サマーホリデー1994
休みの日には
行く場所がない
独身者寮二階洗面室
の窓から
サンダル履きの女
近づくのが見えて
おばさんと呼ぶに若く
おねえちゃんと呼ぶには
年を経てそうな
ぼくの眼下で止まって
きょろきょろ辺りを見回して
もそもそもそもそもそ
道端にしゃがみこむ
じっと見る
ぼくは
息を詰めてじっと
なぜそんなところで
というのはきっと愚問で
そここそが放尿すべき場所だったのだ
色褪せた紺色スカート
その地面に
もちろん染みは
当たり前に生まれていく
ゆっくり広がって
筋から帯になって
アスファルトを黒々と侵して
顔を上げろ
そのまま顔を上げてくれ
そして気づいてくれ
ぼくはここにいる
あなたの顔が見たいんだ
そして見つめあおう
微笑みあうんだ
この腐った暑い朝に
ぼくら
し終えた彼女
紙を取り出し拭くこともなく
もそもそもそもそ
歩きだす
変わらない歩調で
色褪せた紺色スカート
サンダルの音がカロッカリッと
だらだら遠ざかって小さくなって
おばさんと呼ぶに若く
おねえちゃんと呼ぶには
年を経てそうな
女、角を曲がって
消えてしまって
やがて蒸発しはじめるだろう染み
休みの日には
会う人もない
コメント
これまで過去に執筆した作品を改稿し、こちらにて公開させていただいてきました。
TBS、日本テレビと新たなシナリオコンクールが創設されたこともあり、それに応募できるかどうかわかりませんが、シナリオ一筋で書いていきたい、コンクールに挑みたいという欲求がいっそう強くなりました。
ですので、本作の公開をを持ちまして、詩作はいったんの区切りとさせていただきます。
拙作お読みいただきました皆様、本当にありがとうございました。
折に触れ、皆様の玉稿拝読させていただきます。
心優しい皆様のご健筆を心より願っております。
@平瀬たかのり
さん、シナリオの方もいつか読んでみたいです、がんばってくださいね。
また、こちらにも戻ってきてくれると嬉しいです。
@あぶくも様
ありがとうございます。ちょっと今まで以上にシナリオ創作、応募にに力をいれたくなりまして。
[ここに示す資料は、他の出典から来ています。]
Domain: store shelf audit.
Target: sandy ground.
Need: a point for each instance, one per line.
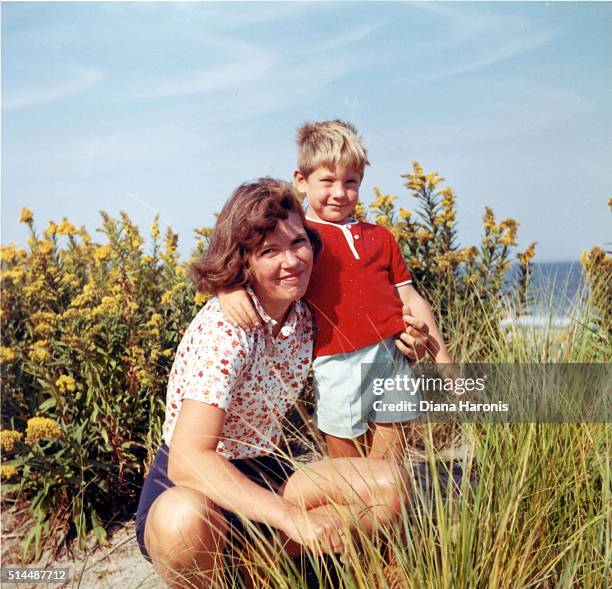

でも自分の原点は詩作だと思っていますから、こちらから離れることなく、皆様の心のこもった作品をこれからも拝読させ続けていただこうと思っております。
きっと、また詩を書きたいと思う時がくるのじゃないかと、自分でも思っています。その時にはシナリオコンクールの受賞者としてこちらに戻ってきたい、そんなワタシです(笑)。